If you’ve been in D.C. for longer than a weekend, you’ve likely noticed the fleet of 15 food trucks swarming the District. Armed with a wide range of foods, these restaurants-on-wheels have captured the heart of a city that has been held captive by hot dog carts and Potbelly for too long.

But behind the scenes, the food trucks’ growing popularity has made them the target of a business lobby now calling on the D.C. City Council to effectively bar the vendors from downtown.

While there has been a four-year moratorium in D.C. on issuing new licenses for stationary street vendors, mobile food trucks are legally distinct. According to an official at the D.C. Department of Consumer and Regulatory Affairs, food trucks have been operating under the decades-old “ice cream truck law,” an old regulation that allows mobile vendors to pull over and make sales if a crowd is already assembled. The rule was originally intended for ice cream trucks driving around the neighborhood with a cult of five-year-old followers. But the loophole has essentially allowed the District to become a food truck mecca.

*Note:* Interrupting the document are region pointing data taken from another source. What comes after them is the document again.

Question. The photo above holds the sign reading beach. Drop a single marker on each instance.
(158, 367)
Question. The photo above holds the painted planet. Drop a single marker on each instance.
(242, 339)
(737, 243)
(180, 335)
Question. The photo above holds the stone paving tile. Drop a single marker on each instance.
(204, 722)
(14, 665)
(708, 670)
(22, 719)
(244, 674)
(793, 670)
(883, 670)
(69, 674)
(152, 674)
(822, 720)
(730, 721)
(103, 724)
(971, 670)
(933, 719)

Now, having organized themselves into business associations like the Restaurant Association Metropolitan Washington and the Adams Morgan Partnership, restaurant owners have issued complaints to the department that the street vendors bring “unfair competition.” But according to people involved in the dispute, the brick-and-mortar restaurant owners simply want the food trucks out of the picture entirely. As a result, their suggestions – publicly submitted on the DCRA’s website – have been self-serving and unfair. These suggestions range from the proposal to force food trucks to relocate every 30 minutes, to a proposal that would keep the trucks at least 100 feet away from any permanent restaurant.

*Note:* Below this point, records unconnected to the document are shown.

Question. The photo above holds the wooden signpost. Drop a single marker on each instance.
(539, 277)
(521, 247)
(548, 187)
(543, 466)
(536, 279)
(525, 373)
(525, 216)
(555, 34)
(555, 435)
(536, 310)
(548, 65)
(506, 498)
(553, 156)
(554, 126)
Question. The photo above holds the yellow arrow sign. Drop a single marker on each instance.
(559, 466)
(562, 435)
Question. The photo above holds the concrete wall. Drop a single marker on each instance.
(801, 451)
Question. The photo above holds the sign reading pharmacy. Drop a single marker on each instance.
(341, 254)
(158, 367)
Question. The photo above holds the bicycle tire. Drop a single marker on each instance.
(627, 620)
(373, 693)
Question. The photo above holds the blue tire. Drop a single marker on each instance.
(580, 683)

Admittedly, the business groups raise important concerns. The city needs to safeguard the restaurant industry because, unlike food trucks, it pays high taxes and creates significantly more jobs. By no means should we be at war with the very restaurants that have been improving D.C.’s reputation as a subpar city for foodies. But their argument assumes that this is a zero-sum game, that someone who goes to a lunch truck is someone who would’ve gone to the restaurant next door, had the truck not been there. In reality, this is not necessarily the case. Students and young professionals who seek quick and cheap food as an alternative to a packed lunch are driven away from restaurants by prices, more than anything.

But more importantly, the restraunteurs are missing the overall benefit of the food trucks, which goes beyond the food. There is an untapped market for what these rolling food havens really offer: added personality to the city. This effect goes double for the areas of the city that aren’t used to their full potential – not just poor neighborhoods, but even bare blocks in popular areas. People will forever seek hole-in-the-wall restaurants, just as they’ll follow these lunch trucks on Twitter to find the next best dish of the city.

The DCRA’s proposed updates to the current regulations, which are posted on its website, reach a necessary balance. Instead of a 100-foot no-vending zone around every restaurant, the department is proposing to keep food trucks 60 feet away from a restaurant that serves similar food. In lieu of requiring food trucks to move every 30 minutes, the DCRA proposal leaves the current “ice cream truck law” in place, which only requires the trucks to move when there are no more customers. The updates are far from perfect, as the ambiguity of “similar” food leaves too much room for interpretation, and the current ice cream truck law is inconvenient for customers who want a longer window of time to stop by the truck. But it’s an effective compromise, one that the campaign supporting food trucks has already endorsed. The D.C. Council – which will be holding a hearing on the proposal in the near future – should dismiss efforts by the restaurant associations to make the regulation more extreme.

On Oct. 7 and 8, the DCRA is hosting Curbside Cookoff 2010, an event featuring 20 of D.C.’s best food vendors at CityCenterDC, including my personal favorite, S?u?á. I encourage GW students to take this opportunity to stuff their faces with D.C.’s newest offerings and support the pursuit of adding personality and good food to our city.

-The writer, a senior majoring in business, is a Hatchet columnist.